Se estima que será en dos años

Sería la primera vez desde 2010, apuntalada en las ventas de petróleo

CAPITAL FEDERAL – Para el Gobierno, Vaca Muerta “ya comenzó a mejorar la balanza comercial” este año, con un aporte de 223 millones de dólares. Desde sus yacimientos, se pudieron agregar unos 9,7millones de metros cúbicos por día (MMm3/d), que sin el canal comercial con el exterior, de otra manera “hubiera quedado bajo tierra”.

El principal aporte fue la menor importación de Bolivia. Se ahorraron 7,6MMm3/d, que significan 181 millones de dólares. Además, las exportaciones a Chile desde el mismo mes sumaron unos 2,1 MMm3/d y 30 millones de dólares, mientras que la venta de electricidad a Brasil por unos 1100 MW permitió producir 4,5 MMm3/d para las centrales termoeléctricas y agregar 13 millones de dólares a las cuentas del país.

Con todo, el incentivo es fuerte para seguir invirtiendo en la formación no convencional de hidrocarburos en la Cuenca Neuquina y el Gobierno viene reuniendo periódicamente a los distintos actores del sector para conocer sus preocupaciones y los desafíos que enfrentan.

Para 2020, la Secretaría de Energía, pronostica vender al exterior petróleo y derivados por 3011 millones de dólares y comprar afuera gas por 1295 millones. Así se daría el primer balance positivo.
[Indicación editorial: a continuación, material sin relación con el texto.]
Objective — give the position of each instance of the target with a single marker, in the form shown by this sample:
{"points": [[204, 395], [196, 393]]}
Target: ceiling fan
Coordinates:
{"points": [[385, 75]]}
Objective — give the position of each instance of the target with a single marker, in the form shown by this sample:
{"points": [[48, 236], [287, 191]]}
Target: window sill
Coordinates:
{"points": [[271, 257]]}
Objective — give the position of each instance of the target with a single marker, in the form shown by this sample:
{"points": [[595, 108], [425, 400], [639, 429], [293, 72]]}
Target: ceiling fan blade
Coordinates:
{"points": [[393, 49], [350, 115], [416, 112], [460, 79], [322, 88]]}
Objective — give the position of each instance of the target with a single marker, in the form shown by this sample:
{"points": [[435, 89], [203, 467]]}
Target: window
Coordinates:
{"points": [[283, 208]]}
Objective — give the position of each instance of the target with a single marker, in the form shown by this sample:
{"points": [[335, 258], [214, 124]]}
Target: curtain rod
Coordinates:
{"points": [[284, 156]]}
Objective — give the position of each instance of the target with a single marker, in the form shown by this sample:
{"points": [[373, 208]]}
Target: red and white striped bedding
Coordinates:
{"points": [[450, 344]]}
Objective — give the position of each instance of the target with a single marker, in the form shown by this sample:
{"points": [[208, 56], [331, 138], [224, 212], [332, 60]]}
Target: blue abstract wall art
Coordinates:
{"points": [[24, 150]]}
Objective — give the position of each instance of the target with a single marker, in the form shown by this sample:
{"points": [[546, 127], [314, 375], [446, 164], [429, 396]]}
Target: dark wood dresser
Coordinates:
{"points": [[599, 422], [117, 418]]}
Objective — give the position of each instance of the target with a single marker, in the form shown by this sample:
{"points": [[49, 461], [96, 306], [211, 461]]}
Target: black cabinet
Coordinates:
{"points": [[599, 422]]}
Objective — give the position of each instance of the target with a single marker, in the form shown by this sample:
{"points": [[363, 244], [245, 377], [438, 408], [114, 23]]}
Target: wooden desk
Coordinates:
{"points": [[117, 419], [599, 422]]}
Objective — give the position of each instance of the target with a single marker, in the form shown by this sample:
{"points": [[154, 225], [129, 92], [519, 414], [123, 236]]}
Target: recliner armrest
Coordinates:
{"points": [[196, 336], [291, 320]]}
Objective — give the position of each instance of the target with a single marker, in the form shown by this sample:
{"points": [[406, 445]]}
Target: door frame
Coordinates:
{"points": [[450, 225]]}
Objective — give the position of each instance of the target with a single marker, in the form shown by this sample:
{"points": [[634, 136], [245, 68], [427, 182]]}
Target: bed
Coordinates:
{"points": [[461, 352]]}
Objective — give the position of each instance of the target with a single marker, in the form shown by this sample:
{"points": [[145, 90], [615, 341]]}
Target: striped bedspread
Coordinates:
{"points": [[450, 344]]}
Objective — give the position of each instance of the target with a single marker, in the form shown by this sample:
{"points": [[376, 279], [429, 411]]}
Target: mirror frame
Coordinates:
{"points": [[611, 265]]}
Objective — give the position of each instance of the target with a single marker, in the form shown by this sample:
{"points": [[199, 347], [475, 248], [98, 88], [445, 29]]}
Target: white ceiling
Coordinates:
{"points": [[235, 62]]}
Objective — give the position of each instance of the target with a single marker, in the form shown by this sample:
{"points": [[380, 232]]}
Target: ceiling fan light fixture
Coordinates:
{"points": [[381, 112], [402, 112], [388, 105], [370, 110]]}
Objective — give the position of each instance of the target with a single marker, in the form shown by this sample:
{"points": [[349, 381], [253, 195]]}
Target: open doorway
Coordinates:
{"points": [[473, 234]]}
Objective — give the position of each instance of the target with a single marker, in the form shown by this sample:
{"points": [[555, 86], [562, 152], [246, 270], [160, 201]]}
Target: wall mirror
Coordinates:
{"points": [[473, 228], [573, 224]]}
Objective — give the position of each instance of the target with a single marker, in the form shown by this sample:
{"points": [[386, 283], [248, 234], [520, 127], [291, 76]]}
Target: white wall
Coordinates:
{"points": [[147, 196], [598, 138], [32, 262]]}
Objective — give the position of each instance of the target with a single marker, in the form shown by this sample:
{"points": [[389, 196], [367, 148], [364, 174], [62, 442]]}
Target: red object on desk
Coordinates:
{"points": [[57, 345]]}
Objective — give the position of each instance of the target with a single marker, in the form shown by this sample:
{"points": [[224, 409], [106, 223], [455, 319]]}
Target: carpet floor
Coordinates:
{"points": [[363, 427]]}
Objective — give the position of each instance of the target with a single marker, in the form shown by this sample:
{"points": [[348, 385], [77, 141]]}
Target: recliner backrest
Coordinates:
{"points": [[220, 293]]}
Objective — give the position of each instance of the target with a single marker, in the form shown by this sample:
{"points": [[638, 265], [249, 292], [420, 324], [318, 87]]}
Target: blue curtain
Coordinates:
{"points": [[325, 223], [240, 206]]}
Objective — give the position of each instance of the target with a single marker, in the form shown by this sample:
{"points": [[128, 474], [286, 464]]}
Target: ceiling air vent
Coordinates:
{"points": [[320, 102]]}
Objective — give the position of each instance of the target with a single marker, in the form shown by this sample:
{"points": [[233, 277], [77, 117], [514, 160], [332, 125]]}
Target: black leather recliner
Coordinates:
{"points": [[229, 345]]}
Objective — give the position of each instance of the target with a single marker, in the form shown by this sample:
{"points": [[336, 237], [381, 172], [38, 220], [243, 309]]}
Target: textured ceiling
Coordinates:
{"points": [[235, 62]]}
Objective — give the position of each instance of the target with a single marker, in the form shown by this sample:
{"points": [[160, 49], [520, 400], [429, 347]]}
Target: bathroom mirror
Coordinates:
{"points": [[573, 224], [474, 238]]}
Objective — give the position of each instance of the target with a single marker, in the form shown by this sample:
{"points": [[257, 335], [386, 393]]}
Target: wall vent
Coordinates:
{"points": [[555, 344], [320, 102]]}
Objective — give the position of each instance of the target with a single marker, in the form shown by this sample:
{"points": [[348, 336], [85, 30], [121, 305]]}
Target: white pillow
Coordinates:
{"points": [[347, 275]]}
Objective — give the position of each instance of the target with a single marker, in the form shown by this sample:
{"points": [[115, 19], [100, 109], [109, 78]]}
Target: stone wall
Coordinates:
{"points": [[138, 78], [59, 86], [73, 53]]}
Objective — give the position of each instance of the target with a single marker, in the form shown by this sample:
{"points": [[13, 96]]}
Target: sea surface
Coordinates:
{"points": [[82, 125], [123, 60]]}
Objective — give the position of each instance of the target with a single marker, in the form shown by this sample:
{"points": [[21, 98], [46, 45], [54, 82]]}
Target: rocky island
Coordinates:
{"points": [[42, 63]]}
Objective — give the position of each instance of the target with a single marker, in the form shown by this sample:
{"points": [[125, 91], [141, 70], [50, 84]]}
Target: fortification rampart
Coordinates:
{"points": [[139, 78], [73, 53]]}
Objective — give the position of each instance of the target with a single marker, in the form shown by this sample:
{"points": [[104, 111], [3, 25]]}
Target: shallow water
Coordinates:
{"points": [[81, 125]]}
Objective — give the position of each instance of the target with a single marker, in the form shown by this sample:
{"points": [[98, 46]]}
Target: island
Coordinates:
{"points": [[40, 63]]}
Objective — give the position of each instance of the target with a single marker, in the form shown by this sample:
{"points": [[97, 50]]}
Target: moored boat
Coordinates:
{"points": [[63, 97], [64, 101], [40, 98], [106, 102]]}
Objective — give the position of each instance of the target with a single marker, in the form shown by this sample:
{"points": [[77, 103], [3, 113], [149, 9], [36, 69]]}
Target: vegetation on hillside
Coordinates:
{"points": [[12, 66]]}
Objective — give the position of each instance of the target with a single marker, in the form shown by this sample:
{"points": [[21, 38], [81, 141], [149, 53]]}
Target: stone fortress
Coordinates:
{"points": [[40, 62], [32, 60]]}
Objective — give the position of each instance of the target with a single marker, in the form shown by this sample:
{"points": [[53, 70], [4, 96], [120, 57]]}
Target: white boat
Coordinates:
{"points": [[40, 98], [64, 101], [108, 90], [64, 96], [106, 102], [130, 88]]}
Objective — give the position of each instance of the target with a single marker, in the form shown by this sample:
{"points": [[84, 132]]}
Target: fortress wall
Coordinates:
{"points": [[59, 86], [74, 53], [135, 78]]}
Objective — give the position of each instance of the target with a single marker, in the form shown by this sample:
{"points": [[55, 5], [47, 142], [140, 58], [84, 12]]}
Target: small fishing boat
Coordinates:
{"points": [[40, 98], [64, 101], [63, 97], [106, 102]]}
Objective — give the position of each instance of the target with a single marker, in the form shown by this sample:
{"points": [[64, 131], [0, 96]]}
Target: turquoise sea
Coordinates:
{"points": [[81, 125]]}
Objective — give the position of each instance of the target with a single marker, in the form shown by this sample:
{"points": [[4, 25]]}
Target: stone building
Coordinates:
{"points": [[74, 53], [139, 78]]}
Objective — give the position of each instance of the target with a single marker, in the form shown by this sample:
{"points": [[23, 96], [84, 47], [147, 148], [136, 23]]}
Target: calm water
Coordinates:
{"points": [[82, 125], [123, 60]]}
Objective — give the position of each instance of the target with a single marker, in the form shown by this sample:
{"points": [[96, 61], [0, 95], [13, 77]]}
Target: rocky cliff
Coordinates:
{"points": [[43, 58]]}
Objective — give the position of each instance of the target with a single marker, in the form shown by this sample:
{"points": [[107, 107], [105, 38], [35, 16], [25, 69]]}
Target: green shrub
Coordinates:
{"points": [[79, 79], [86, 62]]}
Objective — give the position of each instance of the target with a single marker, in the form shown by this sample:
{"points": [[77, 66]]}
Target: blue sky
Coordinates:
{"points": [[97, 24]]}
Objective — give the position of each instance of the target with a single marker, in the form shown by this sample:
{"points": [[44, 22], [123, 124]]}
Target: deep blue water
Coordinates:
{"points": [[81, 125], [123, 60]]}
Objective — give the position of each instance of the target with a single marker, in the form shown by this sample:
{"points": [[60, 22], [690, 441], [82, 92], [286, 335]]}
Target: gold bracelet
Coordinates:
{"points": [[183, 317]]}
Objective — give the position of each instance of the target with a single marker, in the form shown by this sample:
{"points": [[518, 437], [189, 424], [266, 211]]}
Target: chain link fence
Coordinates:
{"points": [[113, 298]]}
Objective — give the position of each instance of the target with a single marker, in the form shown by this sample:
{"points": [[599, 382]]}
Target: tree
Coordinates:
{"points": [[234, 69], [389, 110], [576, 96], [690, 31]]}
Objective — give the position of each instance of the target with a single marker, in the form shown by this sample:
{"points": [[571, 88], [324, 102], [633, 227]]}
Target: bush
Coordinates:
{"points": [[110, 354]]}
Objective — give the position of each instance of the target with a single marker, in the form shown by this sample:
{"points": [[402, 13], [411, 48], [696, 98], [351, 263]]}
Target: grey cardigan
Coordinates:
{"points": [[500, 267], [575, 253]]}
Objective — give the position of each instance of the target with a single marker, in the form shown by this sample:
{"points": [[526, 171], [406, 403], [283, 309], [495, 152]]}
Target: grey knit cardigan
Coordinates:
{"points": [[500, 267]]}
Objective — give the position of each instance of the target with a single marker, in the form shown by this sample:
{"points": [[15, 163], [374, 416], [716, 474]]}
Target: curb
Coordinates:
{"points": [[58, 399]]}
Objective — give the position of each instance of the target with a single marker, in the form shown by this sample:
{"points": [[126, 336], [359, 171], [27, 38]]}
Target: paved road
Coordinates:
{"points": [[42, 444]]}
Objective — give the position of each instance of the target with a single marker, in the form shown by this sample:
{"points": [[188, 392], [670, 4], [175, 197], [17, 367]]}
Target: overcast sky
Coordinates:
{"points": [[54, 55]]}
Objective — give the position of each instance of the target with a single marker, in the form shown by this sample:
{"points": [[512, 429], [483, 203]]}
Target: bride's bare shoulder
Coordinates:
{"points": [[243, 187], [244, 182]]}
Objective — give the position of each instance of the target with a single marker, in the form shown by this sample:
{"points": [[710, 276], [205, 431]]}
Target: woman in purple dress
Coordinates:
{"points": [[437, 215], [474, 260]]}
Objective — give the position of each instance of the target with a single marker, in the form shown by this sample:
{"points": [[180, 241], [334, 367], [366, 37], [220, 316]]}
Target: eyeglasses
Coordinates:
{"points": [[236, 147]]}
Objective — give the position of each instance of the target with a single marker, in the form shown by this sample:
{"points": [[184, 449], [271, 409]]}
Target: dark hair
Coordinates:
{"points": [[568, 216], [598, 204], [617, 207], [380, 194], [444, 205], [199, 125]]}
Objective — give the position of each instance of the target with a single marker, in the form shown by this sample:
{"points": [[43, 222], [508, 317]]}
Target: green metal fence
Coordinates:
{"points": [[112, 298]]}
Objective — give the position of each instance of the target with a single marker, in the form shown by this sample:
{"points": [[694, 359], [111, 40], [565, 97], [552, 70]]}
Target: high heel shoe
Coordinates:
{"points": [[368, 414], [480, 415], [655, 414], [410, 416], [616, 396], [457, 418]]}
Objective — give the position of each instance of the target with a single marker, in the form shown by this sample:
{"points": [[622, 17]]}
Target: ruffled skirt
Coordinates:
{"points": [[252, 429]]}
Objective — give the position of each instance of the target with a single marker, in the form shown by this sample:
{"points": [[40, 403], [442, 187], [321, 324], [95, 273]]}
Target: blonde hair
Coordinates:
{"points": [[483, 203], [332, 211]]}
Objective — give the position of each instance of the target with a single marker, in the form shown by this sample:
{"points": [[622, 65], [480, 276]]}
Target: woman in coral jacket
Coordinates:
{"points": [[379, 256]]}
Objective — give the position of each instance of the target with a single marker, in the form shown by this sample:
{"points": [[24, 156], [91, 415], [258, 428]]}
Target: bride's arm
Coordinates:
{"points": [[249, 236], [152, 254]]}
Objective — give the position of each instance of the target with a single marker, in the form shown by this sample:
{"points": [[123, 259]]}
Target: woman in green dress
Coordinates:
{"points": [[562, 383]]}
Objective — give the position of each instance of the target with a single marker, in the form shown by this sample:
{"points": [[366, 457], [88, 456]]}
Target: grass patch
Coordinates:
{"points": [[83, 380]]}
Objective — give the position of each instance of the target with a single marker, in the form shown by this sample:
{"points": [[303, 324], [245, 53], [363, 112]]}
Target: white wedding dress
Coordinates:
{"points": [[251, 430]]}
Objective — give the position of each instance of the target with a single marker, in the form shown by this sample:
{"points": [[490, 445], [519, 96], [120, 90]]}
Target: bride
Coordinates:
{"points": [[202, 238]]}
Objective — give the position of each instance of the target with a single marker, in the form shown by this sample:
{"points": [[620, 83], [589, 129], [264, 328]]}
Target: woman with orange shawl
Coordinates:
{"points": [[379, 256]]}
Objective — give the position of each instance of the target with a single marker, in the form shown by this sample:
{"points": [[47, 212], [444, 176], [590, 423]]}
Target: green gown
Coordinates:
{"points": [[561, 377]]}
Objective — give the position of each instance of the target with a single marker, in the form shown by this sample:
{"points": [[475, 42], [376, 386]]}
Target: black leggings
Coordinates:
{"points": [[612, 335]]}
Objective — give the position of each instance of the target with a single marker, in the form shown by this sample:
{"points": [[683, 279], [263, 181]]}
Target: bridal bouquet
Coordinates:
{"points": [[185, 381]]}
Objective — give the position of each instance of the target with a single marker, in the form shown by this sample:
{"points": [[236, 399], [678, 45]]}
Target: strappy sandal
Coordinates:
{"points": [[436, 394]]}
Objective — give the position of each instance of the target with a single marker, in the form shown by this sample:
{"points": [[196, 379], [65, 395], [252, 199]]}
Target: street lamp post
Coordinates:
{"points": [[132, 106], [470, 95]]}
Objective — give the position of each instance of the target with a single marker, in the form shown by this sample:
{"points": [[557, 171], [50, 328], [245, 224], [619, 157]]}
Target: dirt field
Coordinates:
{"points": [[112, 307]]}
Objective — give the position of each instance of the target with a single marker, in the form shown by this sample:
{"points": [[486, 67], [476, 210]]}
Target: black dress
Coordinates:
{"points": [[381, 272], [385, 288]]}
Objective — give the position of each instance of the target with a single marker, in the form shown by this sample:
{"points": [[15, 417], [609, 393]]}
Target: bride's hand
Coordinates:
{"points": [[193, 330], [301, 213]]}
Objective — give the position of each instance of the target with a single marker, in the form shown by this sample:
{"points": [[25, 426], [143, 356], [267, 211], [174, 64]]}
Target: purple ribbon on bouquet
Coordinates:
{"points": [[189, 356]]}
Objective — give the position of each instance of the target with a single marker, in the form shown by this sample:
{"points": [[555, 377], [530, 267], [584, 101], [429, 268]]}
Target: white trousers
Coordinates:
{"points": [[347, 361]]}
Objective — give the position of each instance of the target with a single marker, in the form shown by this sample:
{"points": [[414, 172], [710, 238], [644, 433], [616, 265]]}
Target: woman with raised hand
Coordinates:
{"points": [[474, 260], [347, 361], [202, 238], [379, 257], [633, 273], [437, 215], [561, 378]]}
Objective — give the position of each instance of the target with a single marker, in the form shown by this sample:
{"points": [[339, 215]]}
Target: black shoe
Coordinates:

Asimismo, ya en 2021 se
exportaría petróleo por 5883 millones de moneda estadounidense, mientras que se importaría gas por 1095 millones, con un saldo superavitario en energía de 4788 millones de dólares.

Estos escenarios están planteados sobre la base de que el petróleo ronde los 75 dólares  por barril. El gas natural que se exporta a Chile se espera que esté en torno a los 4,50 de dólares por millón de BTU(/MMBTU). La importación de Bolivia se supone será a 7 dólares /MMBTU y las compras de GNL al mundo a 8 dólares/MMBTU en promedio.

No obstante, esas previsiones parecen haber quedado viejas pronto: el crudo está ahora aproximadamente a 60 dólares por barril, un 20% menos que lo planeado. Lo que antes podía ser favorable, por tener que importar petróleo, hoy puede ser inquietante, ya que entrarían menos dólares al país, más allá de que una fuerte baja en los precios internacionales tornarían más riesgosas algunas inversiones en los campos menos rentables de Vaca Muerta.

Con todo, el incentivo es fuerte para seguir invirtiendo en la formación no convencional de hidrocarburos en la Cuenca de Neuquén y el Gobierno viene reuniendo periódicamente a los distintos actores del sector para conocer sus preocupaciones y los desafíos que enfrentan.